Missing object detection when using Deepsort tracking

• Hardware Platform (Jetson / GPU): GPU
• DeepStream Version: 6.3
• TensorRT Version: 8.5.3-1+cuda11.8
• NVIDIA GPU Driver Version (valid for GPU only): 525.89.02
• Issue Type( questions, new requirements, bugs): questions

When using tracking NvDCF, the results is better than Deepsort tracking, frame miss object when using pgie:
When using NvDCF:

BaseConfig:
  minDetectorConfidence: 0   # If the confidence of a detector bbox is lower than this, then it won't be considered for tracking

TargetManagement:
  enableBboxUnClipping: 1   # In case the bbox is likely to be clipped by image border, unclip bbox
  maxTargetsPerStream: 150  # Max number of targets to track per stream.
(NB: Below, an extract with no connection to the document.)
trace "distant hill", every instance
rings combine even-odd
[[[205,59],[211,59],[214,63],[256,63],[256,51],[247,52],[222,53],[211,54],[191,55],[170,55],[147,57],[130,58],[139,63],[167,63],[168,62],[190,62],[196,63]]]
Recommended to set >10. Note: this value should account for the targets being tracked in shadow mode as well. Max value depends on the GPU memory capacity

  # [Creation & Termination Policy]
  minIouDiff4NewTarget: 0.5   # If the IOU between the newly detected object and any of the existing targets is higher than this threshold, this newly detected object will be discarded.
  minTrackerConfidence: 0.2   # If the confidence of an object tracker is lower than this on the fly, then it will be tracked in shadow mode. Valid Range: [0.0, 1.0]
  probationAge: 3 # If the target's age exceeds this, the target will be considered to be valid.
  maxShadowTrackingAge: 30  # Max length of shadow tracking. If the shadowTrackingAge exceeds this limit, the tracker will be terminated.
  earlyTerminationAge: 1   # If the shadowTrackingAge reaches this threshold while in TENTATIVE period, the target will be terminated prematurely.

TrajectoryManagement:
  useUniqueID: 0   # Use 64-bit long Unique ID when assignining tracker ID. Default is [true]

DataAssociator:
  dataAssociatorType: 0 # the type of data associator among { DEFAULT= 0 }
  associationMatcherType: 0 # the type of matching algorithm among { GREEDY=0, GLOBAL=1 }
  checkClassMatch: 1  # If checked, only the same-class objects are associated with each other. Default: true

  # [Association Metric: Thresholds for valid candidates]
  minMatchingScore4Overall: 0.0   # Min total score
  minMatchingScore4SizeSimilarity: 0.6  # Min bbox size similarity score
  minMatchingScore4Iou: 0.0       # Min IOU score
  minMatchingScore4VisualSimilarity: 0.7  # Min visual similarity score

  # [Association Metric: Weights]
  matchingScoreWeight4VisualSimilarity: 0.6  # Weight for the visual similarity (in terms of correlation response ratio)
  matchingScoreWeight4SizeSimilarity: 0.0    # Weight for the Size-similarity score
  matchingScoreWeight4Iou: 0.4   # Weight for the IOU score

StateEstimator:
  stateEstimatorType: 1  # the type of state estimator among { DUMMY=0, SIMPLE=1, REGULAR=2 }

  # [Dynamics Modeling]
  processNoiseVar4Loc: 2.0    # Process noise variance for bbox center
  processNoiseVar4Size: 1.0   # Process noise variance for bbox size
  processNoiseVar4Vel: 0.1    # Process noise variance for velocity
  measurementNoiseVar4Detector: 4.0    # Measurement noise variance for detector's detection
  measurementNoiseVar4Tracker: 16.0    # Measurement noise variance for tracker's localization

VisualTracker:
  visualTrackerType: 1 # the type of visual tracker among { DUMMY=0, NvDCF=1 }

  # [NvDCF: Feature Extraction]
  useColorNames: 1     # Use ColorNames feature
  useHog: 0            # Use Histogram-of-Oriented-Gradient (HOG) feature
  featureImgSizeLevel: 2  # Size of a feature image. Valid range: {1, 2, 3, 4, 5}, from the smallest to the largest
  featureFocusOffsetFactor_y: -0.2 # The offset for the center of hanning window relative to the feature height. The center of hanning window would move by (featureFocusOffsetFactor_y*featureMatSize.height) in vertical direction

  # [NvDCF: Correlation Filter]
  filterLr: 0.075 # learning rate for DCF filter in exponential moving average. Valid Range: [0.0, 1.0]
  filterChannelWeightsLr: 0.1 # learning rate for the channel weights among feature channels. Valid Range: [0.0, 1.0]
  gaussianSigma: 0.75 # Standard deviation for Gaussian for desired response when creating DCF filter [pixels]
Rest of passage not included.